This guy is full of hot air, and he is going into a whole bunch of redundant detail about nothing...he is like one of those guys that says, "No, that is not a motor, it is an engine" This is a tiny, behind-the-scenes change. We will still see bios setup menus that look virtually identical...they may say "press F10 for EUFI setup menu", but it will be the same thing.
"For consumers, the biggest noticeable change would be the start-up time of the computer. "At the moment it can be 25-30 seconds of boot time before you see the first bit of OS sign-on," he said. "With UEFI we're getting it under a handful of seconds.""

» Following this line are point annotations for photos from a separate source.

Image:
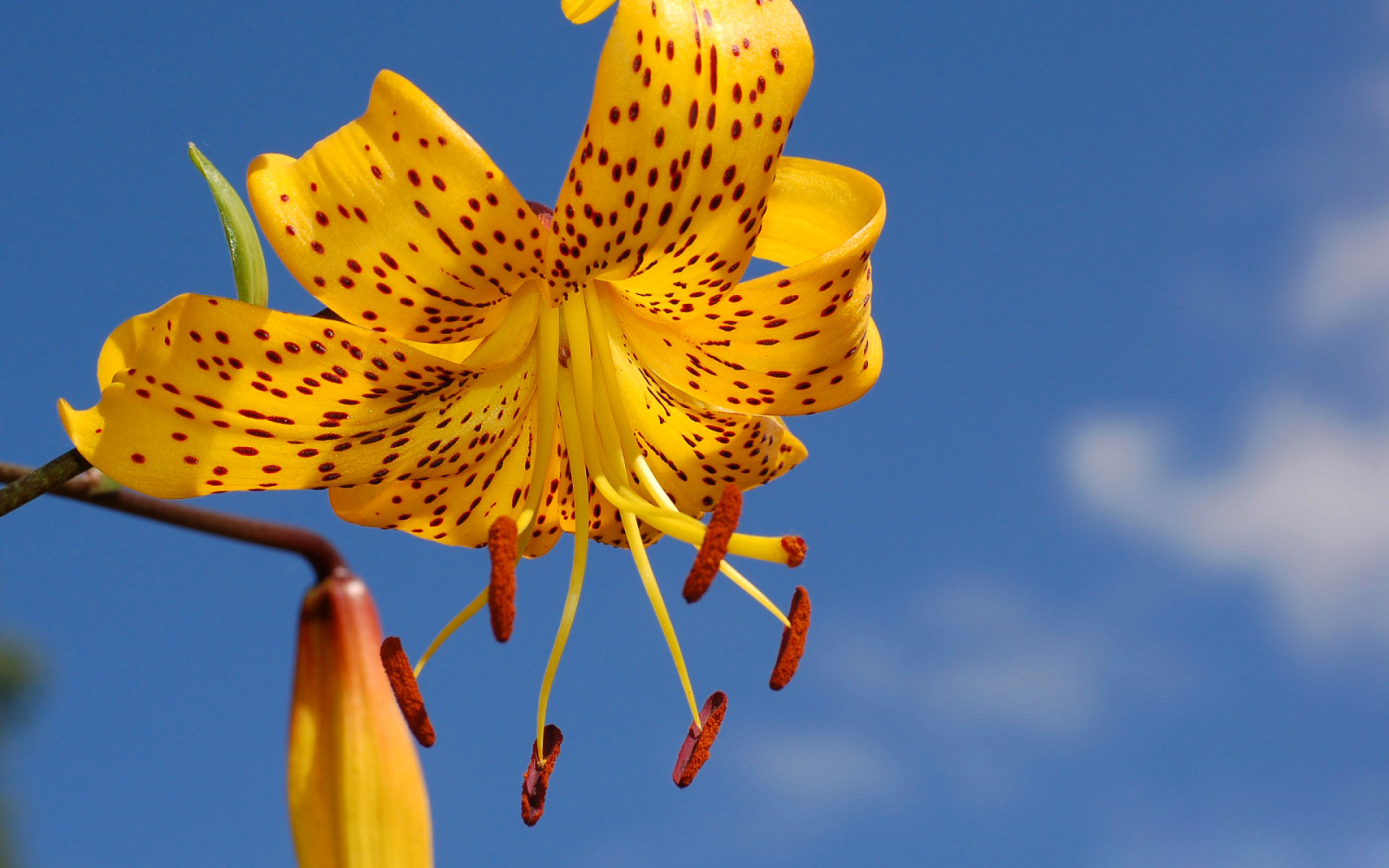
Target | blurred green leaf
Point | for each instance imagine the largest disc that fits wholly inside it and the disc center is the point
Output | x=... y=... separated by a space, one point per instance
x=247 y=259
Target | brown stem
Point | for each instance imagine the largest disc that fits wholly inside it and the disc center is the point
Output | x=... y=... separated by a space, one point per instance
x=31 y=483
x=95 y=490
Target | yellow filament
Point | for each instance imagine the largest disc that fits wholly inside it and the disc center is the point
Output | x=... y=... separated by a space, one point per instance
x=548 y=374
x=470 y=610
x=752 y=590
x=574 y=439
x=653 y=592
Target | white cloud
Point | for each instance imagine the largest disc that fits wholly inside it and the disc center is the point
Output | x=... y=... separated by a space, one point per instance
x=1303 y=510
x=820 y=767
x=1347 y=273
x=978 y=680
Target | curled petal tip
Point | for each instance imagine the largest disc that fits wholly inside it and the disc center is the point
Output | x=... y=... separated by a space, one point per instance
x=694 y=750
x=714 y=546
x=502 y=589
x=402 y=678
x=793 y=641
x=795 y=548
x=583 y=11
x=538 y=775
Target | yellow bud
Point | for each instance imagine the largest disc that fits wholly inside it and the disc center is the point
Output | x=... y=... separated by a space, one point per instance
x=356 y=792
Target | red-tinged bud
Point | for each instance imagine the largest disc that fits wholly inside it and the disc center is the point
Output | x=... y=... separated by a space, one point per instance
x=538 y=775
x=356 y=793
x=698 y=740
x=502 y=589
x=714 y=546
x=795 y=548
x=793 y=641
x=403 y=684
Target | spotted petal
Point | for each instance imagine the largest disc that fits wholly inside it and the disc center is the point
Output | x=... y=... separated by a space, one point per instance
x=400 y=222
x=691 y=110
x=210 y=395
x=798 y=340
x=696 y=449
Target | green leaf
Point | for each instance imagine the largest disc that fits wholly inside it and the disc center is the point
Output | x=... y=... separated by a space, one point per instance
x=247 y=260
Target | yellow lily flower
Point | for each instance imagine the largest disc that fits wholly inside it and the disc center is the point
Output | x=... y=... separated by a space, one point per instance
x=356 y=793
x=599 y=368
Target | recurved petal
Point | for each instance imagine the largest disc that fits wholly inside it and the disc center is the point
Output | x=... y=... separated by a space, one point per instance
x=793 y=342
x=400 y=222
x=583 y=11
x=479 y=472
x=212 y=395
x=694 y=449
x=689 y=115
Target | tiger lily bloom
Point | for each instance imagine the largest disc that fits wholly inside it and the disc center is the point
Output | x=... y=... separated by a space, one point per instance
x=504 y=372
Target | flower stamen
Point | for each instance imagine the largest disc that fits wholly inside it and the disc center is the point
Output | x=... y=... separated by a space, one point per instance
x=578 y=472
x=795 y=549
x=698 y=740
x=407 y=691
x=502 y=588
x=793 y=641
x=712 y=552
x=537 y=781
x=653 y=592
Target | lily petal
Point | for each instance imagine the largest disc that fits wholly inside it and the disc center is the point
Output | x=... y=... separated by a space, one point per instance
x=400 y=222
x=583 y=11
x=210 y=395
x=696 y=449
x=479 y=472
x=689 y=115
x=793 y=342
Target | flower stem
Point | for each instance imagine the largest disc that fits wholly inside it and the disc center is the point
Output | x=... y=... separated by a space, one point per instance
x=31 y=483
x=319 y=552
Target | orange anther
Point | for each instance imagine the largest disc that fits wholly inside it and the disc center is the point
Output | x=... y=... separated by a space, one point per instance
x=402 y=678
x=694 y=750
x=502 y=589
x=793 y=641
x=714 y=548
x=538 y=775
x=795 y=548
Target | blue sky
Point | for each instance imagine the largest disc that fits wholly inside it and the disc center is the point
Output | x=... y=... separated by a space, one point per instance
x=1099 y=566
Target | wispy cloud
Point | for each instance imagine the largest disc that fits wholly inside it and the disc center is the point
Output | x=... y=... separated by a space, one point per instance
x=965 y=687
x=1300 y=507
x=1303 y=510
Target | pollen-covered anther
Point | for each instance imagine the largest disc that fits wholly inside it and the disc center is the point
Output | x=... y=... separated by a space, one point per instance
x=502 y=588
x=538 y=775
x=714 y=546
x=694 y=750
x=795 y=548
x=402 y=678
x=793 y=641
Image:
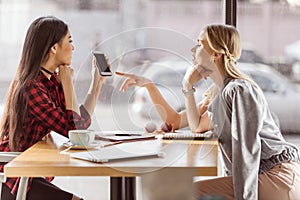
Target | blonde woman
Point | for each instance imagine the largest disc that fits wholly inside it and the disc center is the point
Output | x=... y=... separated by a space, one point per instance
x=260 y=164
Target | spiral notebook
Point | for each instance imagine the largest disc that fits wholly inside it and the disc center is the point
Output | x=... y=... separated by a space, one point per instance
x=188 y=136
x=117 y=153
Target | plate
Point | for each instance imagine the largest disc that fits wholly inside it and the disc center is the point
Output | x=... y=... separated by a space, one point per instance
x=91 y=146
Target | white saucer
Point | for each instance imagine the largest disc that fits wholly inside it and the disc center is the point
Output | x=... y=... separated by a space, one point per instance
x=91 y=146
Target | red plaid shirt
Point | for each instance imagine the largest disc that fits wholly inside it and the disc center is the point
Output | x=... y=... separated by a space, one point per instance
x=46 y=112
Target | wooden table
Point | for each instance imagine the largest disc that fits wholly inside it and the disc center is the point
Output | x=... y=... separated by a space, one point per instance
x=44 y=159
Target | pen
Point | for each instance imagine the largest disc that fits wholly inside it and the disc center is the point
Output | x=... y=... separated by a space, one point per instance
x=126 y=134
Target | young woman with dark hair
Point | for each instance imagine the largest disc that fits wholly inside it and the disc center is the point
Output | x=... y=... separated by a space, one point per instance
x=41 y=100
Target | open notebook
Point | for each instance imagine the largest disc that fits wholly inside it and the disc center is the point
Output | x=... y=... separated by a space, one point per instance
x=115 y=153
x=124 y=136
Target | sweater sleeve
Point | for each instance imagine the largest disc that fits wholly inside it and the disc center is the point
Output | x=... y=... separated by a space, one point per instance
x=247 y=113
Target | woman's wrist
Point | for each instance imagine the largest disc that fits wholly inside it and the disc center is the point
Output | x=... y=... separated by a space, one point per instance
x=188 y=91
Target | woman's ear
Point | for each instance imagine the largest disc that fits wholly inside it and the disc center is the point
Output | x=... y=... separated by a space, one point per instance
x=217 y=55
x=53 y=49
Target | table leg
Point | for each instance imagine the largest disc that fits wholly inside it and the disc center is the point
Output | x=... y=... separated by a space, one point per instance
x=130 y=191
x=122 y=188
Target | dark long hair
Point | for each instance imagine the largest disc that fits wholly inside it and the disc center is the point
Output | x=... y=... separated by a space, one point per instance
x=42 y=34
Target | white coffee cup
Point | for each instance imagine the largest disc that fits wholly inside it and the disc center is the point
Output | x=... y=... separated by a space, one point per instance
x=81 y=137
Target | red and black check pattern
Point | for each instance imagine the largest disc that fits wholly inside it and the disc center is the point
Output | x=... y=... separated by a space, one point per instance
x=46 y=112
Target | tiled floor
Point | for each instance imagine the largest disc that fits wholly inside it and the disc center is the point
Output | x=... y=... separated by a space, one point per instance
x=97 y=188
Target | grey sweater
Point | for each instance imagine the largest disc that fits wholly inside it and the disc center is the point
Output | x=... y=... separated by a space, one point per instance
x=250 y=140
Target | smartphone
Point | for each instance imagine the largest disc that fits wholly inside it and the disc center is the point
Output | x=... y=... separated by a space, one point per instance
x=102 y=65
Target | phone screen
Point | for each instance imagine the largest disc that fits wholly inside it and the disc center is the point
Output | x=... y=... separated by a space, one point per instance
x=102 y=65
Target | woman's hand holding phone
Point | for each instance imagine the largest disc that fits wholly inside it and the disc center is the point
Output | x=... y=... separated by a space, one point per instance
x=66 y=73
x=102 y=64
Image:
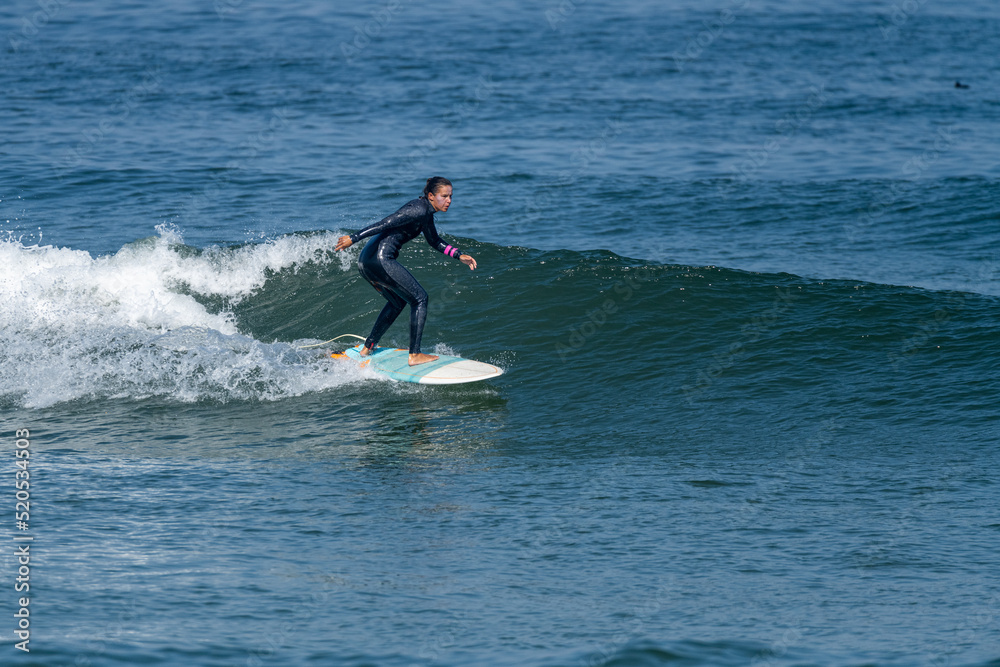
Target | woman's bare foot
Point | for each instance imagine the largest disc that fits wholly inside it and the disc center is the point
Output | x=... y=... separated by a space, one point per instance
x=421 y=358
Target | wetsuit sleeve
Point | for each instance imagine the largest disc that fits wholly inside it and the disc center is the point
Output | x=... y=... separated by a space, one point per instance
x=398 y=219
x=434 y=241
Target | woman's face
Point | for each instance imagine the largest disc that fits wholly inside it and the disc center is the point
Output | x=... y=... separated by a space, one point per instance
x=441 y=199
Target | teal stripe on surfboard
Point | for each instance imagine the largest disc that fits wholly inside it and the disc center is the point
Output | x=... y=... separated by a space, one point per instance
x=395 y=363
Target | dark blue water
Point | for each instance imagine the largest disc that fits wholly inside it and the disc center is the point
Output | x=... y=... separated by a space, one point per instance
x=740 y=262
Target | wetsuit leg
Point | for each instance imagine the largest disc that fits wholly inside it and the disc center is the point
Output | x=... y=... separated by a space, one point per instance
x=399 y=288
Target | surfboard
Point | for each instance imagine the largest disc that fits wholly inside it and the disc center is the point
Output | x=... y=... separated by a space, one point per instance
x=395 y=363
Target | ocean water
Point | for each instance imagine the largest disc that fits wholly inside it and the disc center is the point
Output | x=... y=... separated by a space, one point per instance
x=740 y=261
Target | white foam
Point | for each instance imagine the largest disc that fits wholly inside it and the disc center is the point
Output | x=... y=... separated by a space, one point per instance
x=128 y=325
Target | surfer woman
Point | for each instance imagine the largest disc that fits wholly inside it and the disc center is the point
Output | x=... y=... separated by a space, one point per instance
x=377 y=263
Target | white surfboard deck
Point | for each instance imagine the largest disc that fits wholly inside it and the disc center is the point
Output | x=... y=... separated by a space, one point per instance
x=395 y=363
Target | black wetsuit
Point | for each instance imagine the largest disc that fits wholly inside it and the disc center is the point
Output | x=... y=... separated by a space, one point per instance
x=378 y=266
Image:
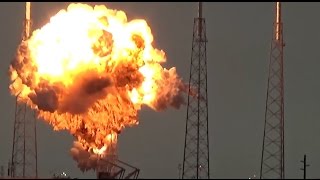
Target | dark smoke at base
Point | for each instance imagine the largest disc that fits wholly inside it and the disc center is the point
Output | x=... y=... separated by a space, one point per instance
x=86 y=160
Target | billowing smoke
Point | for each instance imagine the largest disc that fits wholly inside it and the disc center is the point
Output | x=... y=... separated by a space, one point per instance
x=89 y=71
x=86 y=160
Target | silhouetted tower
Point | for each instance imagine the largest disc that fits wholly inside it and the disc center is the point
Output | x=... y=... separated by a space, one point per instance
x=272 y=161
x=24 y=149
x=196 y=147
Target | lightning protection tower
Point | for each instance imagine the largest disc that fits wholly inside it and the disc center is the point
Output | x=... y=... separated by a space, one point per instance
x=24 y=150
x=196 y=147
x=272 y=161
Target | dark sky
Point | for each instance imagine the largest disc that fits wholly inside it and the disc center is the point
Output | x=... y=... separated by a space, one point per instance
x=239 y=36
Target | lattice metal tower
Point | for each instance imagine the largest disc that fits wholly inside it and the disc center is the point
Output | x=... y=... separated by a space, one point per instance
x=24 y=149
x=196 y=147
x=272 y=161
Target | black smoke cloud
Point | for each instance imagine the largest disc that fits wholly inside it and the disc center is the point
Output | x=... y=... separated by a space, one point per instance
x=86 y=161
x=86 y=89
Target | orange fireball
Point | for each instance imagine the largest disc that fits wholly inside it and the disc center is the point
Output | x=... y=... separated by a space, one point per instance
x=89 y=71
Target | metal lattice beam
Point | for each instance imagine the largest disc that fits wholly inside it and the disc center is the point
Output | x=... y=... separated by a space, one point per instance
x=196 y=148
x=272 y=161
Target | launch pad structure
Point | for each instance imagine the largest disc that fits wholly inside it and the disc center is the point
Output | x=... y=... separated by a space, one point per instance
x=23 y=162
x=110 y=167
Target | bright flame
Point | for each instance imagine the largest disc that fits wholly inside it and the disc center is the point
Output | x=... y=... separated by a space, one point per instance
x=89 y=71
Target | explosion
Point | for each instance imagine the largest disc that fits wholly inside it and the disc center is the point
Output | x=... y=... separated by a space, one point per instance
x=89 y=71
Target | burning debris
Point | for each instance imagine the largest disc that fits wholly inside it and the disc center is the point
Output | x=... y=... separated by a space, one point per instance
x=89 y=71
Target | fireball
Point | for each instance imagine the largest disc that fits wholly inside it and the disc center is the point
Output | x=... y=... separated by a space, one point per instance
x=89 y=71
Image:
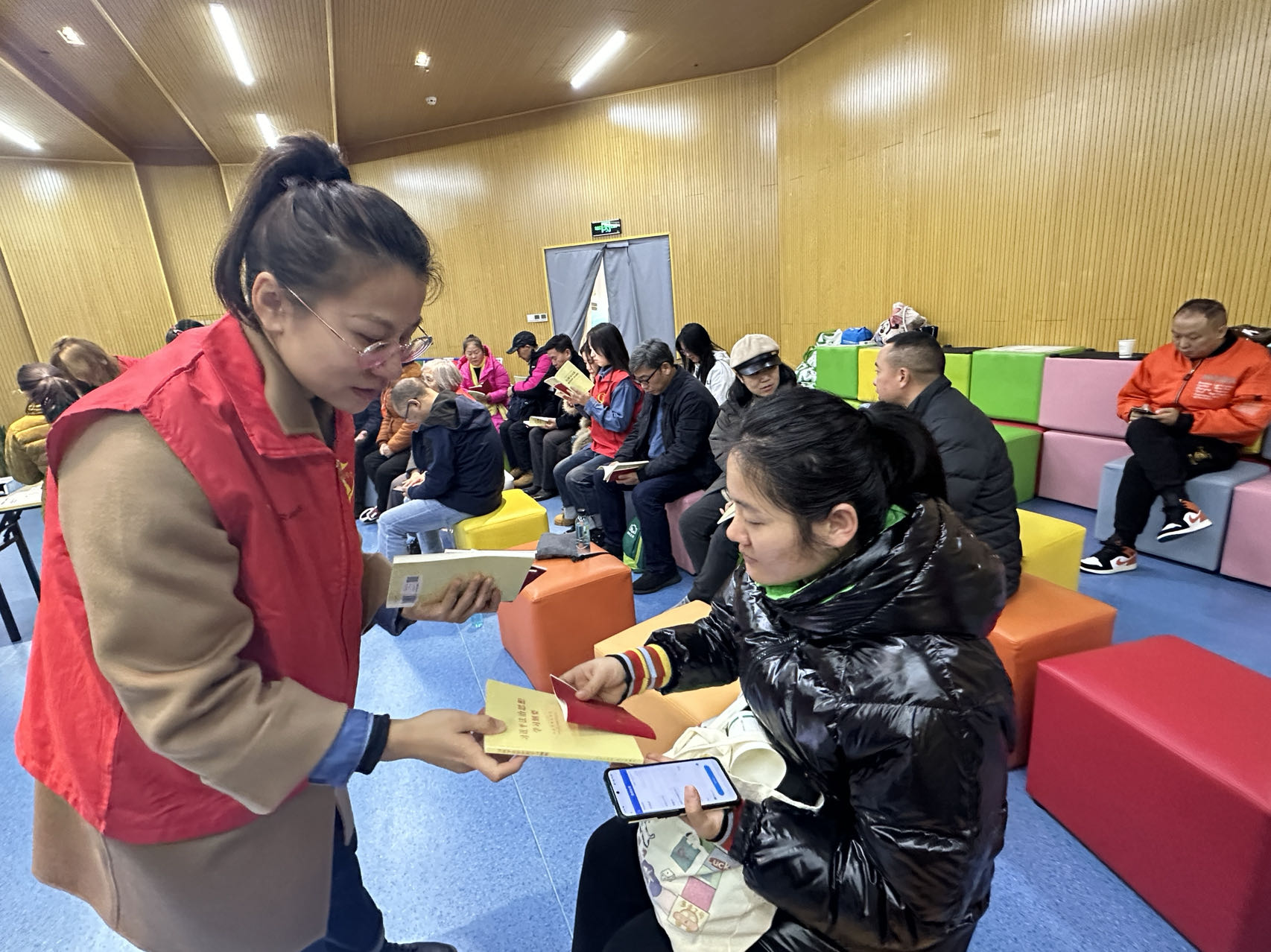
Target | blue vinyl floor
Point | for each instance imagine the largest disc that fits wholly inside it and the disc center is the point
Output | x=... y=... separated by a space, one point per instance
x=493 y=869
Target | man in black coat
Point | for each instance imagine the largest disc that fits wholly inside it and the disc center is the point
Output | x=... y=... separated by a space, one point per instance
x=673 y=432
x=981 y=483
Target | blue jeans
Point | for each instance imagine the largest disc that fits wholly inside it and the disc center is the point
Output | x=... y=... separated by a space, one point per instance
x=355 y=923
x=426 y=518
x=650 y=498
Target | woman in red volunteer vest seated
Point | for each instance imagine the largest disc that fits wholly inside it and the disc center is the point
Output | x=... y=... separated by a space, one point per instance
x=188 y=711
x=613 y=403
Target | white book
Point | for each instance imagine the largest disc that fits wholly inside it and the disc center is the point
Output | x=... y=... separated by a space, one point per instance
x=425 y=577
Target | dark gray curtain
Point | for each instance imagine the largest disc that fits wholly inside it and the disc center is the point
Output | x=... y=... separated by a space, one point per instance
x=571 y=279
x=638 y=277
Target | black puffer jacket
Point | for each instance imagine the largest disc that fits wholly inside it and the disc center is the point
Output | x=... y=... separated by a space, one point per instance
x=878 y=687
x=981 y=482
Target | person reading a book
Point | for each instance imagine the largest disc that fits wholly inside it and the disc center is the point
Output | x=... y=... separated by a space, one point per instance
x=484 y=379
x=549 y=442
x=673 y=432
x=1193 y=406
x=977 y=472
x=758 y=374
x=460 y=463
x=188 y=714
x=858 y=631
x=612 y=406
x=529 y=398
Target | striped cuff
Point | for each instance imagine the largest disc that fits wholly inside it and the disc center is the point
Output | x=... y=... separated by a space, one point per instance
x=647 y=667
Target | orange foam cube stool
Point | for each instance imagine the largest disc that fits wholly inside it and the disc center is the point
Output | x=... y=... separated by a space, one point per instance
x=1044 y=621
x=670 y=714
x=556 y=622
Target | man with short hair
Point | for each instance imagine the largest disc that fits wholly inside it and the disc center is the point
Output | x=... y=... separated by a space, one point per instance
x=1193 y=406
x=673 y=432
x=977 y=472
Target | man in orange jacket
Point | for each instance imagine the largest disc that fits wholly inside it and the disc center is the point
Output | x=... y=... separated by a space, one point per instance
x=1193 y=406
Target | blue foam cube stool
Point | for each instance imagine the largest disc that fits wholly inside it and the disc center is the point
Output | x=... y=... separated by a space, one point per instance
x=1211 y=492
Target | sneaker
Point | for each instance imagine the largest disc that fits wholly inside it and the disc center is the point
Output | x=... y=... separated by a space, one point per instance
x=1111 y=559
x=1182 y=521
x=651 y=583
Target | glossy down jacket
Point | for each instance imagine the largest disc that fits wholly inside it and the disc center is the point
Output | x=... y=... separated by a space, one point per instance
x=878 y=687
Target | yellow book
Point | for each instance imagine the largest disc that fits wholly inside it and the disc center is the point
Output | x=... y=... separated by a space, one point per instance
x=536 y=727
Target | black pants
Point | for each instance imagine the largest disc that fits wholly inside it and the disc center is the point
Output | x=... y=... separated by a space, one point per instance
x=355 y=923
x=1162 y=463
x=614 y=910
x=713 y=553
x=383 y=471
x=516 y=444
x=547 y=449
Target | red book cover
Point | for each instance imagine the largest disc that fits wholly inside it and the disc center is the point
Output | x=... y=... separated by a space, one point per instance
x=598 y=714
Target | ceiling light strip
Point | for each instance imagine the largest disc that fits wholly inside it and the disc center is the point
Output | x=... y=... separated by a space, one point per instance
x=232 y=43
x=598 y=63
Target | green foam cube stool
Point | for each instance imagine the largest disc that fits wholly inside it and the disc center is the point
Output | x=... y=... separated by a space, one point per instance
x=1006 y=381
x=1024 y=446
x=837 y=369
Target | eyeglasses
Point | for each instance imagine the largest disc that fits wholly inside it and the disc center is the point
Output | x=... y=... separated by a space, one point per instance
x=380 y=352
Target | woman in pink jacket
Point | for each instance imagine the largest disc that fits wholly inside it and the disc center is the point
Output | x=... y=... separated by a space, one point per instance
x=484 y=378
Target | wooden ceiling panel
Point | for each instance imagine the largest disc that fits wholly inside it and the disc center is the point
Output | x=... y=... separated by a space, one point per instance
x=59 y=134
x=491 y=57
x=285 y=43
x=101 y=82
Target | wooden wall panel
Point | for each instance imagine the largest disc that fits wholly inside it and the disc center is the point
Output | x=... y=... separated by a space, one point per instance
x=188 y=212
x=80 y=255
x=696 y=160
x=1027 y=172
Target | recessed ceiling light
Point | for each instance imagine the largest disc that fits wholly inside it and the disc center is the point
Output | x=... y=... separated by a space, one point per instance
x=232 y=43
x=596 y=63
x=16 y=135
x=267 y=131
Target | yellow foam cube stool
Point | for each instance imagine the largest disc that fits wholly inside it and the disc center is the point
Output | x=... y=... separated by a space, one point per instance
x=669 y=714
x=518 y=520
x=1053 y=548
x=867 y=365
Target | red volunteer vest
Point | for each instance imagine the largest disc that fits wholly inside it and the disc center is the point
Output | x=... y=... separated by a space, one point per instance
x=285 y=502
x=606 y=442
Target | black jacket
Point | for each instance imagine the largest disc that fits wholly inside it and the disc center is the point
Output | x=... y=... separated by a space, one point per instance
x=981 y=482
x=688 y=416
x=459 y=448
x=877 y=684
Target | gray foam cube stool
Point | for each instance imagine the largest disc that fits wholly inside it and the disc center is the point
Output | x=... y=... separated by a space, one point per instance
x=1211 y=492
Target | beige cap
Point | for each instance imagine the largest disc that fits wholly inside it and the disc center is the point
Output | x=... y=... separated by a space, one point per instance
x=754 y=352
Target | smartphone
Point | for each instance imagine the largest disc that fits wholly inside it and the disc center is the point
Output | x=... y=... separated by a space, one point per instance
x=650 y=791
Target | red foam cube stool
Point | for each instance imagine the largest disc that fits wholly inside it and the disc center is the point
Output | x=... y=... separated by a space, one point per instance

What he is talking about here is not the actual sign-on prompt, but when you first see the windows loading screen, or actually, when the windows bootloader gets called. Yes, this can be over a minute on some machines with lots and lots of complex devices and staggered hard disk starts, but most PCs already do this in a handful of seconds. This really isn't a speed change, as EUFI will still need to detect drives and run the setup routines for any cards that may have drives...otherwise the OS can't replace bios functions because it can't load.
"Drive size limits that were inherent to the original PC design - two terabytes - are going to become an issue pretty soon for those that use their PC a lot for pictures and video,"
Those who still have PCs that only support 2TB and smaller drives probably won't rush out and buy new drives any time soon; these systems are ancient.
"He said that creators of the original BIOS only expected its lifetime to extend to about 250,000 machines. "They are as amazed as anyone else that now it is still alive and well in a lot of systems. It was never really designed to be extensible over time.""
Those people also thought that only universities and huge corporations would have computers, and that 250,000 machines would be the world supply for the next 50 years.